Battle over Laurel Canyon road takes new turn at L.A. City Council

Battle over Laurel Canyon road takes new turn at L.A. City Council
A Bulwer Drive home is seen in June 2006. (Gary Friedman / Los Angeles Times)

The battle over the future of a Laurel Canyon road took another twist Friday, when city lawmakers backtracked on an earlier decision that had stymied plans to pave it.

In September, the Board of Public Works voted to allow paving and other improvements on Bulwer Road -- a dirt roadway that has become a serious battleground for neighbors worried about future development on the mountainous stretch between Cahuenga Pass and Topanga Canyon.


The area has long been a sore spot for residents: Bulwer had been the site of two homes that were left unfinished for decades, making them a magnet for graffiti, squatters and parties.

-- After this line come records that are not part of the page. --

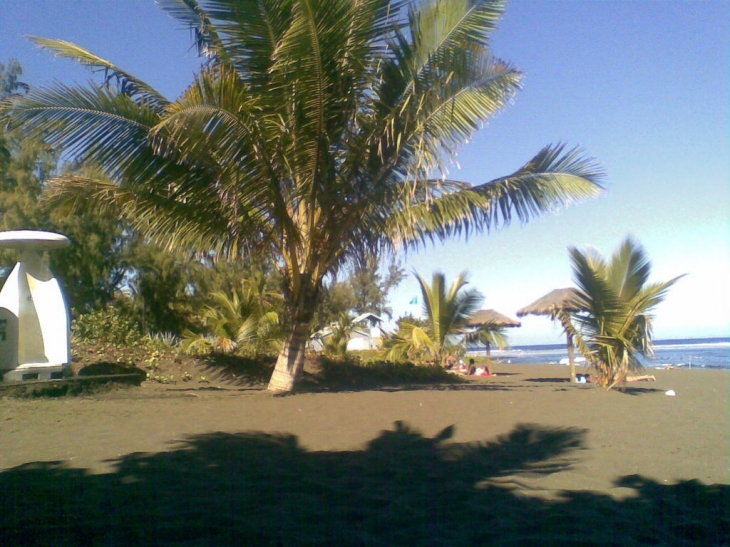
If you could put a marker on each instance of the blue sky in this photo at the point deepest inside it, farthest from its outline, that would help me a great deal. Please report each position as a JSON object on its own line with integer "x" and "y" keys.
{"x": 643, "y": 86}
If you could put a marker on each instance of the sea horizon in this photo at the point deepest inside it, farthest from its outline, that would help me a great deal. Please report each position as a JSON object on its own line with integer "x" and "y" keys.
{"x": 711, "y": 353}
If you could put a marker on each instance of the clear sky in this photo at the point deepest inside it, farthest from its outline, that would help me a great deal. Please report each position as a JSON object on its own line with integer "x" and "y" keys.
{"x": 643, "y": 86}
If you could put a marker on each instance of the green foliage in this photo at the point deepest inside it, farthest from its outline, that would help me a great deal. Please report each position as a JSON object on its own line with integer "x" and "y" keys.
{"x": 159, "y": 281}
{"x": 110, "y": 325}
{"x": 354, "y": 373}
{"x": 311, "y": 140}
{"x": 616, "y": 324}
{"x": 242, "y": 321}
{"x": 447, "y": 314}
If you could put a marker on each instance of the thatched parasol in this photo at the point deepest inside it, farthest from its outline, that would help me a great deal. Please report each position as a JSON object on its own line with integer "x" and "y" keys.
{"x": 568, "y": 300}
{"x": 491, "y": 317}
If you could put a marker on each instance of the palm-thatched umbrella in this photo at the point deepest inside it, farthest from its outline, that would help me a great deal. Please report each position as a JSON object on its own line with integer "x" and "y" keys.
{"x": 567, "y": 300}
{"x": 493, "y": 318}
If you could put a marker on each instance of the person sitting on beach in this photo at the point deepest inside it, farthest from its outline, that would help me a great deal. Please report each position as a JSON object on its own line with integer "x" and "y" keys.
{"x": 590, "y": 378}
{"x": 482, "y": 370}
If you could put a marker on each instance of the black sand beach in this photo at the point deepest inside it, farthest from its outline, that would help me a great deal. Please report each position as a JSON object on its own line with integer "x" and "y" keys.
{"x": 524, "y": 458}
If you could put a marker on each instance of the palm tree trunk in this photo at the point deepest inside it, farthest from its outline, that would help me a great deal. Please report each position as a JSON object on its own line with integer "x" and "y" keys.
{"x": 290, "y": 363}
{"x": 571, "y": 357}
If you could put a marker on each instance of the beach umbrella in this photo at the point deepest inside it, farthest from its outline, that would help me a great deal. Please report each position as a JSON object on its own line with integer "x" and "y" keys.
{"x": 491, "y": 317}
{"x": 568, "y": 300}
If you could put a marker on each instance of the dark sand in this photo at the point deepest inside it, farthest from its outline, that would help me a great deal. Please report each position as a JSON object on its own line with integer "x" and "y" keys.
{"x": 524, "y": 458}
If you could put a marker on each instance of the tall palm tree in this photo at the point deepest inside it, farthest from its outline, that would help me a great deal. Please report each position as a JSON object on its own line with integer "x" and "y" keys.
{"x": 447, "y": 316}
{"x": 313, "y": 125}
{"x": 616, "y": 326}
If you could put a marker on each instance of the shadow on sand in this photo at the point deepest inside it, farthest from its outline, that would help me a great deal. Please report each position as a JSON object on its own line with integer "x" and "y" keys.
{"x": 401, "y": 489}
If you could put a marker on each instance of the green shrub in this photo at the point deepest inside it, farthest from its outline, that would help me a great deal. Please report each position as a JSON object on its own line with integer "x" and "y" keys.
{"x": 110, "y": 325}
{"x": 354, "y": 373}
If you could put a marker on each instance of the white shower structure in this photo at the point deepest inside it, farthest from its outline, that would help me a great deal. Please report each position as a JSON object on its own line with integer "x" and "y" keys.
{"x": 35, "y": 336}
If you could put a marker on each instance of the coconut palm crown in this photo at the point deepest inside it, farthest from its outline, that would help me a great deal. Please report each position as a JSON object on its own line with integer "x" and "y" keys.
{"x": 447, "y": 313}
{"x": 615, "y": 327}
{"x": 313, "y": 124}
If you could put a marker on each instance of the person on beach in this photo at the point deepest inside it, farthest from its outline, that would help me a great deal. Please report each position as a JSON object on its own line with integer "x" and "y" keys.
{"x": 590, "y": 378}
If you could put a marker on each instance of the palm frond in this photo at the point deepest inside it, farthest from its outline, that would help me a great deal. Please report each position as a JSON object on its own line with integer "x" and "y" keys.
{"x": 127, "y": 84}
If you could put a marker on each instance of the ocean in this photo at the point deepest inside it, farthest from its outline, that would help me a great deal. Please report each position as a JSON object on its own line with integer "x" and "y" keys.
{"x": 695, "y": 353}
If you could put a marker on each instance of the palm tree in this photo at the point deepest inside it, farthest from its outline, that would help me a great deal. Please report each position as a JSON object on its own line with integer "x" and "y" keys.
{"x": 447, "y": 316}
{"x": 233, "y": 321}
{"x": 616, "y": 326}
{"x": 314, "y": 128}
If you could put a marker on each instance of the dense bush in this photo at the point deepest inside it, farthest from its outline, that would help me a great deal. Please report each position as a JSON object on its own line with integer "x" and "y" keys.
{"x": 110, "y": 325}
{"x": 355, "y": 373}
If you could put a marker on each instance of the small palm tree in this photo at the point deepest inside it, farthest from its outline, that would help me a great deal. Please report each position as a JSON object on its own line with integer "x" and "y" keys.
{"x": 616, "y": 327}
{"x": 447, "y": 315}
{"x": 235, "y": 321}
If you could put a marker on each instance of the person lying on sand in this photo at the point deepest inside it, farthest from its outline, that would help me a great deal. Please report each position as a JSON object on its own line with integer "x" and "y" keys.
{"x": 590, "y": 378}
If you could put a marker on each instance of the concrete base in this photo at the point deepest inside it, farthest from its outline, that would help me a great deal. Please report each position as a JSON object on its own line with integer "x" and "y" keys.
{"x": 37, "y": 371}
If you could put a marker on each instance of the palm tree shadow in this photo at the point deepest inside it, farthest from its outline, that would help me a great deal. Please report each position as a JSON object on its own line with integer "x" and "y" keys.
{"x": 401, "y": 489}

The two homes were finally completed five years ago after a new developer took over the project. Nearby residents have been wary of any added development along the top of Laurel Canyon, insisting that an environmental study needs to be done to assess how more construction would affect the scenic area.

The company that owns the homes, Bulwer Drive LLC, recently sought permission to pave the road at its own expense, saying it was unable to sell the houses because of "the untenable conditions of the roadway," according to a city report. City engineering officials stated that the existing roadway was hazardous, pointing to erosion problems during heavy rains in the past.

Engineering officials said the changes did not require an environmental report. Neighbors argued that the road should not be paved without requiring such a study, citing concerns about how excavating before paving might affect winter landslides on the hillside.

Some also questioned whether the ultimate goal of paving the road was to help sell the two existing homes, as a city report stated, or to smooth the way for future development.

"I call it the road to development," said Fred Karger, one of the nearby residents who opposed paving the road. "It's a foot in the door."

However, Public Works commission President Kevin James pointed out that a fire department official had publicly testified that the department would require a wider road than commissioners were being asked to approve if any additional development was pursued.

The law firm representing the developer, Jeffer Mangels Butler & Mitchell, did not immediately respond to a request for comment Friday morning.

After neighbors raised their concerns, Councilman Tom LaBonge sought to overturn the decision allowing the road to be paved, saying it faced "unresolved issues." Under the City Charter, the council has the power to overtake commission decisions -- a power it uses sparingly.

The council sided with LaBonge, voting in late September to veto the Public Works decision. Last month, however, the city got a "written threat of litigation" over the council vote, according to a brief memo to L.A. lawmakers from City Atty. Mike Feuer.

Feuer spokesman Rob Wilcox said the office could not comment further on the legal threat. On Friday, the council voted 10 to 0 to reverse its September decision and let the paving occur.